After 2–5 the light-scene gap closes and the saturated floor rises materially. But report the
honest ceiling: **on one saturated GPU the game and the host split a fixed pie** — coarse WDDM
graphics preemption caps how much priority can claw back, and a genuinely GPU-bound game that only
*rendered* 50 frames cannot also yield 140 unique frames to capture. The only escapes from that pie
are reducing the game's demand (cap — rejected), taking a bigger slice (priority — costs game fps),
or a second slice of silicon (§G). Don't chase the rest with encoder micro-optimisation.

---

## 7. Placebos & dead ends (so we don't re-propose them)

| Candidate | Verdict | Why |
|---|---|---|
| **NVIDIA Reflex / Ultra-Low-Latency / max-pre-rendered-frames** as a "non-capping yield" | ✗ placebo | Shrinks the *game's* render queue but the game still demands ~99% GPU → frees ≈0 SM headroom. Reflex needs in-game SDK (host can't force it); ULLM is host-forceable only on DX11/DX9 (DX12 since driver 551.23) and is NVIDIA's weaker mechanism. Only honest effect: µs of tail-jitter smoothing. ([Battle(non)sense LDAT data](https://forums.guru3d.com/threads/battle-non-sense-youtuber-claims-low-latency-mode-only-helps-when-gpu-load-is-99.429074/)) |
| **HAGS on, as a contention fix** | ✗ neutral→harmful | Doesn't reassign cross-process priority (Microsoft); OBS reports it *causes* NVENC latency spikes; it's the freeze-hazard variable. Needed only to enable the VK/D3D12 realtime *queue*. ([OBS KB](https://obsproject.com/kb/hags)) |
| **Split-frame encode (2/3/4-way) to fix contention** | ✗ (pixel-rate only) | Parallelizes the ASIC, not the contended copy/CSC; measured **zero** latency change at 4K. Correct use = raise the single-session pixel ceiling (5K@240). `splitEncodeMode=15` is the legit *disable* sentinel, not a bug. ([SDK header](https://raw.githubusercontent.com/FFmpeg/nv-codec-headers/master/include/ffnvcodec/nvEncodeAPI.h)) |
| **Move the encoded-bitstream readback to a copy engine** | ✗ placebo | Output is KB-scale; the cost of `lock_bitstream` is the completion *wait*, not copy bandwidth. (The *input* full-frame copy is the real one — but D3D11 can't target the copy engine; zero-copy already avoids it.) |
| **CUDA stream priority / `CUDA_DEVICE_MAX_CONNECTIONS` / `CU_CTX_SCHED_*`** | ✗ placebo cross-process | Intra-context only; the game is a *separate* context.

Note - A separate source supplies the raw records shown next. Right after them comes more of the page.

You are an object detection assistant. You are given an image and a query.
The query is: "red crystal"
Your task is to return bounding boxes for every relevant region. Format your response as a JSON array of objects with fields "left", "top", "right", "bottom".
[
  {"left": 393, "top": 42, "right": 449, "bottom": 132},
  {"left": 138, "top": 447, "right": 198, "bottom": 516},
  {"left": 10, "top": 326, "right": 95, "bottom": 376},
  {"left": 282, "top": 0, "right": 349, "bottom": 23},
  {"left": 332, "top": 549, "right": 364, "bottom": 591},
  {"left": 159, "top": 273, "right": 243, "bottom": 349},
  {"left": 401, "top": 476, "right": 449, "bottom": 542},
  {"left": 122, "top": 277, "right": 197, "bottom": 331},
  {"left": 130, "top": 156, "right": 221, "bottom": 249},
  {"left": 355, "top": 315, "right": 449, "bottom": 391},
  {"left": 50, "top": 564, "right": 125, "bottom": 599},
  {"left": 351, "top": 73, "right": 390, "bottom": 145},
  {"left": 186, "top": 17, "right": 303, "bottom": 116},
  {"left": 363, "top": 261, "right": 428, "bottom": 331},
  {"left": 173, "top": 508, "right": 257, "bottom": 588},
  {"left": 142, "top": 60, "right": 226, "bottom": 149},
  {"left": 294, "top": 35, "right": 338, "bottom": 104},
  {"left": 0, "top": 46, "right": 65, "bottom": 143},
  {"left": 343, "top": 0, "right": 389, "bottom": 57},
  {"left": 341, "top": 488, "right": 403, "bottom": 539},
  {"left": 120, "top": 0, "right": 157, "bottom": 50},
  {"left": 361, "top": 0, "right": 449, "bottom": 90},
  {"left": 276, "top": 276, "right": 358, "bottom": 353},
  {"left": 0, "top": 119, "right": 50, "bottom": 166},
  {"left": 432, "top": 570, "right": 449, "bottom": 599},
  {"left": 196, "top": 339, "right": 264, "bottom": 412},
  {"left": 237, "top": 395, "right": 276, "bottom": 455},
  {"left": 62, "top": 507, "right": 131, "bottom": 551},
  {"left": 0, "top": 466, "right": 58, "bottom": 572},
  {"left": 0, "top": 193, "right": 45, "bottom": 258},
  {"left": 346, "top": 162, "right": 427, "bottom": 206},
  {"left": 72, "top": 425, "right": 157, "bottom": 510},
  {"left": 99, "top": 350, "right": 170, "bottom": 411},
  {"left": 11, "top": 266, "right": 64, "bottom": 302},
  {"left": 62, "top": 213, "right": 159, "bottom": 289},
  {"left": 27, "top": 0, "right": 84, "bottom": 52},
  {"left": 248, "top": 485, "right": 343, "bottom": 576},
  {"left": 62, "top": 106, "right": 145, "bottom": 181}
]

Stream priority "will not preempt already executing work". ([CUDA docs](https://docs.nvidia.com/cuda/cuda-programming-guide/02-basics/asynchronous-execution.html)) |
| **VK/EGL global-priority REALTIME on Linux NVIDIA** | ✗ | Not reliably granted on the proprietary driver, and moot anyway — our Linux NVENC is driven via CUDA/NVENC-SDK, not a Vulkan queue. |
| **Windows "High performance" GPU preference** | ✗ single-GPU placebo | Only selects an adapter; real only to split work across adapters (→ that's §G). |
| **MIG / MPS / vGPU** | ✗ N/A | MIG/vGPU are datacenter/pro + hypervisor/license; MPS is Linux-CUDA-only with no graphics notion. None apply to a consumer GPU. |
| **NvFBC on Windows** | ✗ dead | Deprecated, frozen at Capture SDK 7.1 / Win10-1803. |
| **Frame Generation / Smooth Motion** to "make more frames" | ✗ red herring | We stream *rendered* frames; FG adds optical-flow/tensor + present load to the same GPU → amplifies contention. |

---

## 8. Open evidence gaps (flagged honestly)

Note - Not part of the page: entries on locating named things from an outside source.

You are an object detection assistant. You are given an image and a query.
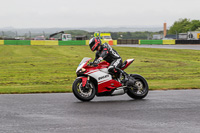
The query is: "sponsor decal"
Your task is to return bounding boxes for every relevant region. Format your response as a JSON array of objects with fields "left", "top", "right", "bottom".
[{"left": 98, "top": 75, "right": 109, "bottom": 80}]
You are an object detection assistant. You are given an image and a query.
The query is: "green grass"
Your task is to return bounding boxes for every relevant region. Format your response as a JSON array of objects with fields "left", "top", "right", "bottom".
[{"left": 0, "top": 45, "right": 200, "bottom": 94}]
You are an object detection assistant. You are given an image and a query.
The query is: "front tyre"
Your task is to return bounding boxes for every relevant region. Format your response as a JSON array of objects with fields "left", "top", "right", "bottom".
[
  {"left": 72, "top": 78, "right": 96, "bottom": 101},
  {"left": 127, "top": 74, "right": 149, "bottom": 99}
]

- Whether `ID3D11VideoProcessor::VideoProcessorBlt` (BGRA→NV12) runs **off the SM on GeForce** is not
  confirmed by any NVIDIA document — it's the linchpin of §5.A's full payoff. **Verify on-box** with
  `nvidia-smi dmon` (sm% vs enc%) on the WGC path before assuming IDD-push will match it.
- The exact share of the 13–17 ms `encode_ms` that is *convert-on-SM* vs *scheduling-wait* is
  unmeasured. §3 + an A/B of IDD-push-RGB vs IDD-push-NV12 on the same scene settles it and tells you
  whether §5.A alone is enough or whether §5.C is doing the heavy lifting.
- AMD VCN "degrades worse under contention" is practitioner-consensus + architecture, not an AMD
  whitepaper; treat the *direction* as solid, the magnitude as TBD.